By Tom Kleckner
The staff of the Texas Public Utility Commission last week recommended that it require Vistra Energy and Dynegy to divest at least 1,281 MW of generation to secure approval of their merger.
Vistra’s power generation subsidiary, Luminant Generation, challenged the staff recommendation, assuring the PUC that market power would not be an issue (Docket No. 47801).
PUC staff filed the recommendation on Feb. 5, calling for approving the merger conditioned on Vistra and Dynegy divesting themselves of enough Texas generation to stay below the statutory cap of 20% of ERCOT installed capacity.

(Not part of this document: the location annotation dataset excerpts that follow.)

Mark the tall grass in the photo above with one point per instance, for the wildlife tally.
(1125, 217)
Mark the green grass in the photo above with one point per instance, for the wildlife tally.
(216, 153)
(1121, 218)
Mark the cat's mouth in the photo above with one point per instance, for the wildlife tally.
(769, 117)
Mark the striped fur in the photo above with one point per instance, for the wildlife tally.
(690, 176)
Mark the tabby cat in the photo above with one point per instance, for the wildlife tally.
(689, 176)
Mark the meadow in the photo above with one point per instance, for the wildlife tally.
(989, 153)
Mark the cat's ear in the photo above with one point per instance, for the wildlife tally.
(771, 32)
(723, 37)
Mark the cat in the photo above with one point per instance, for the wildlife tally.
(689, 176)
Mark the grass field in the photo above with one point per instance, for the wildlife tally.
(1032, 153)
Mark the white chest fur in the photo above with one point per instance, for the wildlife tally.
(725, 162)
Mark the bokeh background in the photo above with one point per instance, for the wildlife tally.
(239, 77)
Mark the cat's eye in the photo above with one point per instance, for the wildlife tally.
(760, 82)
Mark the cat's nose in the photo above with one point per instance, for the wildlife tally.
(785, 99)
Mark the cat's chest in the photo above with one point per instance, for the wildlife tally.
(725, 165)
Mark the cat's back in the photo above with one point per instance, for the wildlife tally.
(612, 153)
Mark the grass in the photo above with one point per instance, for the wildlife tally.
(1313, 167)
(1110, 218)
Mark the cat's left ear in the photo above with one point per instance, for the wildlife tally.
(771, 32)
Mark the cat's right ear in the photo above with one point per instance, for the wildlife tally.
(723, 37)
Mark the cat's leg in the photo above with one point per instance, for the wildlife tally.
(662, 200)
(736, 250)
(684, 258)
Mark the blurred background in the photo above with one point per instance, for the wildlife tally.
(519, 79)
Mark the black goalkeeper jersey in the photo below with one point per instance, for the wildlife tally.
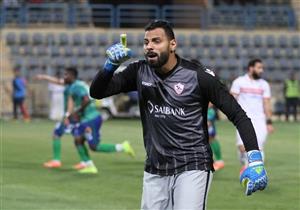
(174, 113)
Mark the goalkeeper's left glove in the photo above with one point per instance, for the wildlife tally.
(116, 54)
(254, 177)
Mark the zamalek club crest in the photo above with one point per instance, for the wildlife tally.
(178, 88)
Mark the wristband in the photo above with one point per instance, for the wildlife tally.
(269, 122)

Staff said the two companies exceeded the limit because Dynegy owns 820 MW of generation in the Eastern Interconnection “capable of delivering electricity to ERCOT” over DC ties. Staff ruled that capacity should be included in Luminant’s market share calculation.
Together, Luminant and Dynegy own almost 18 GW of generation in Texas. Dynegy also owns 21.6 GW outside the state that isn’t deliverable to ERCOT. Including the 820 MW of generation deliverable over the DC ties would give the companies 21.46% of the Texas ISO’s capacity.
Staff said in their memo that Luminant and Dynegy have committed not to import power over the DC ties. However, they said, the arrangement “fails to satisfy the statutory language, because a commitment on [their] part to not import power … does not negate their capability of doing so.”
In its response filed Friday, Luminant asked the PUC to exclude the 820 MW, based on the entities’ commitment to not import power. The generation firm said a “reasonable mitigation” would be acceptance of the companies’ commitment not to import power and allow the transaction to close without any divesting generation.
Luminant also requested its 915-MW Lake Hubbard gas-fired plant be excluded from the market power analysis, saying it was grandfathered as part of a 2000 agreement with the PUC (Docket No. 28081).
The company told the commissioners it is working with staff on a proposed order. The PUC has an open meeting Feb. 15, but the agenda has not yet been posted.
In their filing, staff recommended several changes to the proposed transaction:
- Divesting the generation should the commission find the combined installed capacity exceeds the 20% cap;
- Termination of a 2015 voluntary mitigation plan (Docket No. 44635);
- Self-monitoring compliance with the cap;
- Filing quarterly compliance reports for two years or until the combined company falls below 18.5% of ERCOT’s total; and
- Filing a written report with the PUC within 30 days on noncompliance with the 20% cap.
Vistra announced its $1.7 billion acquisition of Dynegy in October. The all-stock deal will create a generation and retail giant owning 40 GW of capacity and serving nearly 3 million customers, mainly in ERCOT, PJM and ISO-NE. The proposed acquisition requires regulatory approvals from FERC, the PUC and the New York Public Service Commission. (See Vistra Energy Swallowing Dynegy in $1.7B Deal.)